The demonstrators began their rally at a downtown hotel at 5 p.m. and marched several miles to al-Kish square where an Islamist militia was holding its own demonstration. Despite its denial of responsibility for the attack on the consulate, the Ansar al-Shari’a brigade had been roundly condemned as being behind the assault. About 3,000 Ansar supporters waved flags with the slogan “There is no God but Allah.” They also held up placards that read “We demand that National Conference members [Members of Parliament] and government officials renounce their American citizenship.” Some sported long beards and flowing robes favored by Islamist extremists. Others wore plaid button down shirts and jeans.
Around 9 p.m. a group of about 80 men who were furious over Stevens’ killing marched on a militia base two miles away in the neighborhood of Sidi Hussein and soon stormed the building as militia fighters fled. Emboldened, they next overran the Ukba bin Nafi’a brigade that is affiliated with Ansar al-Shari’a. “We want them to know that Libya belongs to the people and not those with guns,” said Ahmad Obaidi as he joined others ransacking the base. As the crowds grew in size and confidence, they headed towards the Ansar al-Shari’a headquarters in Efoyhat, three miles away. But when they arrived, the group’s members refused to surrender and fired a number of warning shots in the air to try to disperse the protesters who refused to flinch. After 10 minutes however, the brigade accepted defeat, making way for the demonstrators to destroy the compound with rocks and pipes.
With the fall of every militia base, police forces moved in with heavy weaponry to secure the area. As they did, Benghazi residents celebrated. “We need to get rid of these terrorist gangs,” Attiya al-Hasi remarked a few blocks away. “The country belongs to us and not to them.” By 3 a.m., government authorities responded by sending out a mass text message calling on residents “to return to your homes and not give the discredited the opportunity to corrupt your noble demonstration.”
“Today’s protests exposed the amount of stress on society,” explained Anas El Gomati, Director of Governance and Security at the Al Sadeq Institute in Tripoli, the capital of Libya. “There is a willingness to go the extra mile in Benghazi to take the first step towards disarming the militias.”

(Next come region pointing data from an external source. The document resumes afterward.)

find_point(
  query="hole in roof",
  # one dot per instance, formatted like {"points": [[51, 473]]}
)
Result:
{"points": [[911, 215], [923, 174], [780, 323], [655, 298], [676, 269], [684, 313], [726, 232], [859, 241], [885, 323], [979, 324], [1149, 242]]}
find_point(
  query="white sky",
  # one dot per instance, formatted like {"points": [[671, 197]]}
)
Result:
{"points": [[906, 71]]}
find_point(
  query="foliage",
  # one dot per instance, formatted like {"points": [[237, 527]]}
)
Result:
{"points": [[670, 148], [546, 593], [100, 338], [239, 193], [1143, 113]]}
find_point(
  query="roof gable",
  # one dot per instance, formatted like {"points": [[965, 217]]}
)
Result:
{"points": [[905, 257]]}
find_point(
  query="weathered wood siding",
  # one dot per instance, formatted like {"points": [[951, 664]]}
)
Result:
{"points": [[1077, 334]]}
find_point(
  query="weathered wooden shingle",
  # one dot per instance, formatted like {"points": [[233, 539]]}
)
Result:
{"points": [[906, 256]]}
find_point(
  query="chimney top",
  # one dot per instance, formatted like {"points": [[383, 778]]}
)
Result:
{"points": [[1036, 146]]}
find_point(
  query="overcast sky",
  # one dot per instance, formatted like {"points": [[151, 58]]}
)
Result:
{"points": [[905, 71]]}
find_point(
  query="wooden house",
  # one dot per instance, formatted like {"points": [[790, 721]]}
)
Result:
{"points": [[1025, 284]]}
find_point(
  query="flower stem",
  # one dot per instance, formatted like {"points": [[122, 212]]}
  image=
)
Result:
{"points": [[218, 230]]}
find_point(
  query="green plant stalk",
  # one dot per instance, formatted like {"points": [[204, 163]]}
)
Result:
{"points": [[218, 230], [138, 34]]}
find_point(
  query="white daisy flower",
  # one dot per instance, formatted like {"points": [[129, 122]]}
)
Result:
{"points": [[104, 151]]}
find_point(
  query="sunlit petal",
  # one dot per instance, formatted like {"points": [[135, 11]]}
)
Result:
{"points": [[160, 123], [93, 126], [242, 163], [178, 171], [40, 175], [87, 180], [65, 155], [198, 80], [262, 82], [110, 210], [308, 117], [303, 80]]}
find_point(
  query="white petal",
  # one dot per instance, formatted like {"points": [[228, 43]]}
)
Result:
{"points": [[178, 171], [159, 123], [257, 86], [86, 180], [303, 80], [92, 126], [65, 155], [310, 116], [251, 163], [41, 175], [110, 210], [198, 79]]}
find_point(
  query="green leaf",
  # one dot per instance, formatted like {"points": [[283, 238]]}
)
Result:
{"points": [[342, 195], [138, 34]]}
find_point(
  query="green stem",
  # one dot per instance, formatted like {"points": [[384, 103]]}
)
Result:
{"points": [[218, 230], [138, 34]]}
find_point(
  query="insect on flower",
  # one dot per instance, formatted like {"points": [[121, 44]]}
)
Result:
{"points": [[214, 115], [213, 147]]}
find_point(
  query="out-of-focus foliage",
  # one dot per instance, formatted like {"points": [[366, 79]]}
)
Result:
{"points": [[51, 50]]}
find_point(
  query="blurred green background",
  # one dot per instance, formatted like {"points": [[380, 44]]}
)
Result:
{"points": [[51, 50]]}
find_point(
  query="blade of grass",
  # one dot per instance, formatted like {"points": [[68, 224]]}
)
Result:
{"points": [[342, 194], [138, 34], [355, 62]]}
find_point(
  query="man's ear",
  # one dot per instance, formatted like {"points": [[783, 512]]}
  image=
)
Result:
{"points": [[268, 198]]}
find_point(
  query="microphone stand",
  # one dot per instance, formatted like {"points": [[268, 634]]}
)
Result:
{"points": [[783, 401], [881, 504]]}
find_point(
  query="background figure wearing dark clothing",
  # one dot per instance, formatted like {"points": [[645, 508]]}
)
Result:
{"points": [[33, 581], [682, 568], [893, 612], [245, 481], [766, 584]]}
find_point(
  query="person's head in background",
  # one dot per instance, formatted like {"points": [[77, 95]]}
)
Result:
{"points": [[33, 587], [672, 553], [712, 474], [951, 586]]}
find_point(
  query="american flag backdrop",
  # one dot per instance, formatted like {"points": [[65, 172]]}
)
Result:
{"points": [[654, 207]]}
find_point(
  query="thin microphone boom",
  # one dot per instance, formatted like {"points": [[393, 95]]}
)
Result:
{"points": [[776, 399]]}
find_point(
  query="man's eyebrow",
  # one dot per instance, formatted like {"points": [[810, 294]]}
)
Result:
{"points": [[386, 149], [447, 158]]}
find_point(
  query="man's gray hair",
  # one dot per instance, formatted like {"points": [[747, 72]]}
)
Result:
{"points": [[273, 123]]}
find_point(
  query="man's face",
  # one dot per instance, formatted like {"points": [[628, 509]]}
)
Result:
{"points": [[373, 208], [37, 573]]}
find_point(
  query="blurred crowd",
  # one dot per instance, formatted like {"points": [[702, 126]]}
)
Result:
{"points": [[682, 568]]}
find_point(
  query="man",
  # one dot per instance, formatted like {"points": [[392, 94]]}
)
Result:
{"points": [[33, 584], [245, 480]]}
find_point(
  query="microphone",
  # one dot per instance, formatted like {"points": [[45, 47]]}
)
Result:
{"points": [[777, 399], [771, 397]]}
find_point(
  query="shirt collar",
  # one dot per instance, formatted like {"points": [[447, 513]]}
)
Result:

The militia and Islamist phenomenon exists in other parts of the country. But Libyans there will find it harder to replicate Benghazi’s example. The city of Misrata with its dozens of militias is a state onto itself, running several prisons and preventing foreigners from entering. The city of Zintan has equally powerful brigades and has refused to turn over Gaddafi’s son Saif al-Islam to the national government. In both towns the brigades are admired for their role in the revolution and do not suffer from the militia backlash that has become widespread in Benghazi in the wake of the consulate attack. And as long as such brigades retain their societal support, it will be a long time before the scenes in Benghazi will be repeated in other parts of Libya.